As ossadas, datadas daquele que é também conhecido como o período das grandes migrações (século V depois de Cristo), correspondem a três adolescentes do sexo masculino, com idades entre os 12 e 16 anos, e estão associadas à presença de vários povos nómadas naquela zona da Europa.

O seu estudo permitiu identificar “diferentes tipos de deformações cranianas artificiais em dois indivíduos e diferentes afinidades genómicas, apesar das semelhanças na idade à morte, sexo, saúde e dieta dos três adolescentes”, revela Daniel Fernandes.

A deformação craniana artificial “é um ato intencional realizado em crianças com o objetivo de obter uma forma de crânio desejada”, havendo registos desta prática “em várias culturas antigas em todo o mundo para demonstrar identidade de grupo e/ou individual, por exemplo, evidenciar o estatuto, nobreza ou afiliação de uma determinada classe ou grupo”, explica a Universidade de Coimbra.

Os cientistas também apuraram “que os adolescentes apresentavam desnutrição severa e patologias que indicam uma experiência prolongada e grave de stress”, acrescenta.

No entanto, segundo os líderes da investigação - Ron Pinhasi, da Universidade de Viena, e Mario Novak, do Instituto de Investigação Antropológica de Zagreb -, a observação “mais surpreendente é que eles tinham grandes diferenças na sua ancestralidade genética”.

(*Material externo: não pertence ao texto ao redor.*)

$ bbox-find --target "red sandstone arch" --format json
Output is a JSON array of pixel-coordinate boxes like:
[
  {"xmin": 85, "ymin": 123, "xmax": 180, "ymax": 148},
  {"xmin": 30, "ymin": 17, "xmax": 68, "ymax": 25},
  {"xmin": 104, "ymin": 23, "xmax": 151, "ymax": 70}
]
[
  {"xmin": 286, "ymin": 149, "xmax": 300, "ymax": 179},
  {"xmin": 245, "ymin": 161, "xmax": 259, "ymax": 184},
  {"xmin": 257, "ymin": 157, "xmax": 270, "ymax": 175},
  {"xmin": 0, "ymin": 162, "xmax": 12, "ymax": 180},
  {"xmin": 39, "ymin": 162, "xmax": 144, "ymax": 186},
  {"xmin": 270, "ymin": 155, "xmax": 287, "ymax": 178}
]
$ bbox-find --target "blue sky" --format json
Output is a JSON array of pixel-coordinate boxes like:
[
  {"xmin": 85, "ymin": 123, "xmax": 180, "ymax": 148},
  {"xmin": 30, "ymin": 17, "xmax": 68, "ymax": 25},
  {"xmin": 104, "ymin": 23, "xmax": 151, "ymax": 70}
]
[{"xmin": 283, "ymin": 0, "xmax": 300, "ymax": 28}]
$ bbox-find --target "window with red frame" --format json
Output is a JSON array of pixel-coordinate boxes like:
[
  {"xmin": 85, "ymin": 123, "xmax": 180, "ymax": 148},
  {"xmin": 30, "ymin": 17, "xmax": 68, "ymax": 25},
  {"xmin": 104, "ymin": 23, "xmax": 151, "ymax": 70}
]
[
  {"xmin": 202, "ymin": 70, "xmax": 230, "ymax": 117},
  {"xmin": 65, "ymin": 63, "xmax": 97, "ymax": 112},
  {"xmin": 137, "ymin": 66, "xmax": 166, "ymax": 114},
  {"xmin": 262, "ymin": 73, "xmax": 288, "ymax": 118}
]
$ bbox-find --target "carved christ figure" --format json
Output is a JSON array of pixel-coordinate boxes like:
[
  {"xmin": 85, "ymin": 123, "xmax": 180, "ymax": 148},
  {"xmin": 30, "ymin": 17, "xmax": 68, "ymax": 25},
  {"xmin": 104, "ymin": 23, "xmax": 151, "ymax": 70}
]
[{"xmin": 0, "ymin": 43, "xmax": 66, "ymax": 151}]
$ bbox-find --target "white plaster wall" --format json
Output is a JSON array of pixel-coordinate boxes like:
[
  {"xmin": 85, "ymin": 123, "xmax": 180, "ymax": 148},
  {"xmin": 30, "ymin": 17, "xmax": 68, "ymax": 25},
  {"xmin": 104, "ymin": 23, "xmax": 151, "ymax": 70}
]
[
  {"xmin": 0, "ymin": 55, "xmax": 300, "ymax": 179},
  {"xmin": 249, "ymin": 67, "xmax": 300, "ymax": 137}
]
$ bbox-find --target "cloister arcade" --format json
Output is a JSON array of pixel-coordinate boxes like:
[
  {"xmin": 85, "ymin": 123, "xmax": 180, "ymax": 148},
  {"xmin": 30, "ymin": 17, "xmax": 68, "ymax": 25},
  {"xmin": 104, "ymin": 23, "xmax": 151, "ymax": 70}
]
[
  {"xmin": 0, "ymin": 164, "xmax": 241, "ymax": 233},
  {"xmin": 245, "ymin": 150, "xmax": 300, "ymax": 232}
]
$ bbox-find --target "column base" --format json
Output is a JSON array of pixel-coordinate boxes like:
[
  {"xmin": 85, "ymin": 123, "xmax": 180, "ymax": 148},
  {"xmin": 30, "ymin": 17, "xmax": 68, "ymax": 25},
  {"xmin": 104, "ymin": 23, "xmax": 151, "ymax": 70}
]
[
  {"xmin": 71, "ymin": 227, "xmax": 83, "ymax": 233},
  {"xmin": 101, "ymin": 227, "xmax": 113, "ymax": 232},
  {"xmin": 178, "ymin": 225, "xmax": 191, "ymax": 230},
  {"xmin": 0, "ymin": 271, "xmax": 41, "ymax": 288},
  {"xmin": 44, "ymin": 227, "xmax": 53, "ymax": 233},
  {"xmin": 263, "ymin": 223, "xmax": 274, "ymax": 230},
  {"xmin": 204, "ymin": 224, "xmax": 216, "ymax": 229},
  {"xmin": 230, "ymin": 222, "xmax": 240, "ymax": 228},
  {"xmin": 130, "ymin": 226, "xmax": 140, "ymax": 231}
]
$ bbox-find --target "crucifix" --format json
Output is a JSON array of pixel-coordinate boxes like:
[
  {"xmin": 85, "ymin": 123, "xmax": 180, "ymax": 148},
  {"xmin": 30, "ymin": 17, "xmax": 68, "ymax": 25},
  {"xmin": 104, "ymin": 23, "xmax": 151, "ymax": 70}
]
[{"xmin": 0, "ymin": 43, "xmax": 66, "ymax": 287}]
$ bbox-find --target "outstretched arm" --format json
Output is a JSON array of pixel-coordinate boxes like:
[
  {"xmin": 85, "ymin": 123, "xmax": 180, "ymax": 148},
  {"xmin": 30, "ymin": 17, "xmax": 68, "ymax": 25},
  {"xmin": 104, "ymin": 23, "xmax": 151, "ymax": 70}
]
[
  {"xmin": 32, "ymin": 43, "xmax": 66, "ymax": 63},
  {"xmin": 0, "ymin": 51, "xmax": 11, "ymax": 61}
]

“Os resultados das análises genéticas com base em dados nucleares de DNA indicam que um dos indivíduos com deformação craniana artificial apresenta maioritariamente ancestralidade do leste asiático, e é, até onde sabemos, o primeiro indivíduo do período das migrações bárbaras geneticamente asiático a ser encontrado na Europa”, referem.

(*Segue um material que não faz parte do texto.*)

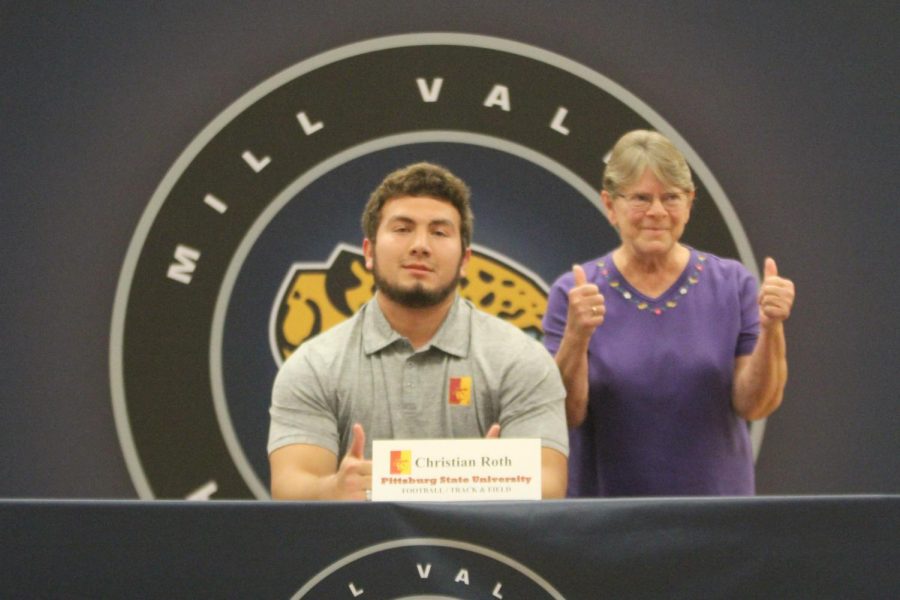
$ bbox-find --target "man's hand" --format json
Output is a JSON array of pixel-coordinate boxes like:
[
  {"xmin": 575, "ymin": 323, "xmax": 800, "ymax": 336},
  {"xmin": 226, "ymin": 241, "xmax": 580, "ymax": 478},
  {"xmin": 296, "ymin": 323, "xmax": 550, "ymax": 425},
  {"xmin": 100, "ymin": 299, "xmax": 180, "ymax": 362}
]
[
  {"xmin": 334, "ymin": 423, "xmax": 372, "ymax": 500},
  {"xmin": 566, "ymin": 265, "xmax": 606, "ymax": 338},
  {"xmin": 759, "ymin": 257, "xmax": 794, "ymax": 328}
]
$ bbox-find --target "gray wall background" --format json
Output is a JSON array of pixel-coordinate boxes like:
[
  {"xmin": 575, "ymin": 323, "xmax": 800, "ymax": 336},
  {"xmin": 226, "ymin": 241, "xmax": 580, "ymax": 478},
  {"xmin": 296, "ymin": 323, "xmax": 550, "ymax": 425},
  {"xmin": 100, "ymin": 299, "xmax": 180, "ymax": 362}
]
[{"xmin": 0, "ymin": 0, "xmax": 900, "ymax": 498}]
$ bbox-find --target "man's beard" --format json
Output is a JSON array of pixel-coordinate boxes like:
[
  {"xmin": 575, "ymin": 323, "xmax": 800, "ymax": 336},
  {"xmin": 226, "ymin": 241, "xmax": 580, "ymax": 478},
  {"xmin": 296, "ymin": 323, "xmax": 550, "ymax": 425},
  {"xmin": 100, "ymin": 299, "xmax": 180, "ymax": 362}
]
[{"xmin": 372, "ymin": 261, "xmax": 462, "ymax": 308}]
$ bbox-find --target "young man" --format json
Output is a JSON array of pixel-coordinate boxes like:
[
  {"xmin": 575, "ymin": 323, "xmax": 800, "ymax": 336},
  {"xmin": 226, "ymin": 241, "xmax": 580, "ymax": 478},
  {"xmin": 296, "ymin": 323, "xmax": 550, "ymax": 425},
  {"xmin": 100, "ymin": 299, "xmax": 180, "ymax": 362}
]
[{"xmin": 268, "ymin": 163, "xmax": 568, "ymax": 500}]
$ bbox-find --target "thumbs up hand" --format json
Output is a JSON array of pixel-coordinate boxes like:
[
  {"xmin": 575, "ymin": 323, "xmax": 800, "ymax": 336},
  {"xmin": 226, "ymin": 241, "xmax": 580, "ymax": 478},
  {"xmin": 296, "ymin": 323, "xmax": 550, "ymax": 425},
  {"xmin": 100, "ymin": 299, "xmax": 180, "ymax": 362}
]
[
  {"xmin": 336, "ymin": 423, "xmax": 372, "ymax": 500},
  {"xmin": 759, "ymin": 257, "xmax": 794, "ymax": 327},
  {"xmin": 566, "ymin": 265, "xmax": 606, "ymax": 338}
]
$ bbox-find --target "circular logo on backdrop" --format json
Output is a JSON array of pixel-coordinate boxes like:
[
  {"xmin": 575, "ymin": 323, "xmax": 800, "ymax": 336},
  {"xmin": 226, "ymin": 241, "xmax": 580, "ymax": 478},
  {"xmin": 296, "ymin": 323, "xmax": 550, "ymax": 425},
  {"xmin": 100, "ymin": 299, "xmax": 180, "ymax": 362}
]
[
  {"xmin": 291, "ymin": 538, "xmax": 563, "ymax": 600},
  {"xmin": 110, "ymin": 34, "xmax": 756, "ymax": 499}
]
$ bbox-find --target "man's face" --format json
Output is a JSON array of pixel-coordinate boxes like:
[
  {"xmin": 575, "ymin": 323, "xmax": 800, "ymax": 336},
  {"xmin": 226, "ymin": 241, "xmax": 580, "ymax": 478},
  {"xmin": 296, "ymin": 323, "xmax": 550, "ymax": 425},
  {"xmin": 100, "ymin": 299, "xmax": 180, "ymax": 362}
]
[{"xmin": 363, "ymin": 196, "xmax": 471, "ymax": 308}]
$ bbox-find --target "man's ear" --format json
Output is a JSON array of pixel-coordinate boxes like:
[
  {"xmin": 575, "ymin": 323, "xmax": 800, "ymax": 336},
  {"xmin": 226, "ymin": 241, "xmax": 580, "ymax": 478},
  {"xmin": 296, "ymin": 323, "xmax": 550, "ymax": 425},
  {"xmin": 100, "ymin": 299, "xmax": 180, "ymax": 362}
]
[
  {"xmin": 363, "ymin": 238, "xmax": 375, "ymax": 271},
  {"xmin": 459, "ymin": 246, "xmax": 472, "ymax": 277}
]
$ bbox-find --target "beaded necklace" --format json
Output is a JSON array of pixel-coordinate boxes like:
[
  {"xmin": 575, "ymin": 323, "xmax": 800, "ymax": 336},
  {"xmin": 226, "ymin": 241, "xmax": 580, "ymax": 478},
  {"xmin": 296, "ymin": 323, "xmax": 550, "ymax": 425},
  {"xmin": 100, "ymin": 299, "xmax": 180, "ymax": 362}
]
[{"xmin": 597, "ymin": 252, "xmax": 706, "ymax": 315}]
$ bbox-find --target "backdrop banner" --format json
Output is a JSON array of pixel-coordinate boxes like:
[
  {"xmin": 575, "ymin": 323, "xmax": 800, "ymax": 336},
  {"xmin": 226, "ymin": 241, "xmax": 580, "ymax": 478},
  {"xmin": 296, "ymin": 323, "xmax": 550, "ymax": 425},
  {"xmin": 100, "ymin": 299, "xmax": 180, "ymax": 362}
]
[{"xmin": 0, "ymin": 496, "xmax": 900, "ymax": 600}]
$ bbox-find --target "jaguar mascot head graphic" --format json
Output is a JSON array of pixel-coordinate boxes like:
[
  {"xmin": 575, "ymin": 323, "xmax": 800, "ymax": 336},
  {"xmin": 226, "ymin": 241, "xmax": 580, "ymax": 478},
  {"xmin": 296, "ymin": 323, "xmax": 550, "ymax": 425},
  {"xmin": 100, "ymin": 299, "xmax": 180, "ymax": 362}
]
[{"xmin": 270, "ymin": 244, "xmax": 547, "ymax": 364}]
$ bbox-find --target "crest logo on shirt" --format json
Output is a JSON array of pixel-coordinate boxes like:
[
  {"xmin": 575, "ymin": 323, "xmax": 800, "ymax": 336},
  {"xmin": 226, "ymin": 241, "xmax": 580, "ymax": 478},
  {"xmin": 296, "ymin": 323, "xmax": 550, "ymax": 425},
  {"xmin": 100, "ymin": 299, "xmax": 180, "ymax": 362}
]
[
  {"xmin": 110, "ymin": 33, "xmax": 757, "ymax": 499},
  {"xmin": 391, "ymin": 450, "xmax": 412, "ymax": 475},
  {"xmin": 449, "ymin": 377, "xmax": 472, "ymax": 406}
]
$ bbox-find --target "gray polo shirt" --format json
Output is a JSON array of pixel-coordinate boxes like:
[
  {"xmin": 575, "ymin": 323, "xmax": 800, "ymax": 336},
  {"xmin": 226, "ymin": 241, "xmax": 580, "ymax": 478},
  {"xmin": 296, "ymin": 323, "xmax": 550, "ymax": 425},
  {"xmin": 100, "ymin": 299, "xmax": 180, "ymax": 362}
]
[{"xmin": 268, "ymin": 297, "xmax": 568, "ymax": 458}]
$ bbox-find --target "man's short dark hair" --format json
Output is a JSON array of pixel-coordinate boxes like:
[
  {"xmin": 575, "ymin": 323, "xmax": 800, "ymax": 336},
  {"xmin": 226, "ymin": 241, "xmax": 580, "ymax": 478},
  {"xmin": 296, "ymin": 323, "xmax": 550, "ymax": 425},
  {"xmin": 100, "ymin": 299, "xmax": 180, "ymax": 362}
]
[{"xmin": 362, "ymin": 162, "xmax": 475, "ymax": 250}]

Daniel Fernandes conclui que os resultados deste estudo sugerem “a possibilidade de que diferentes grupos interagiam em proximidade uns com os outros nesta região durante o período das grandes migrações”.

O estudo levanta, no entanto, “algumas questões que só futuros estudos com muitas mais amostras ajudarão a compreender, como, por exemplo, perceber se é possível associar um tipo de deformação a um grupo específico”, acrescenta o português.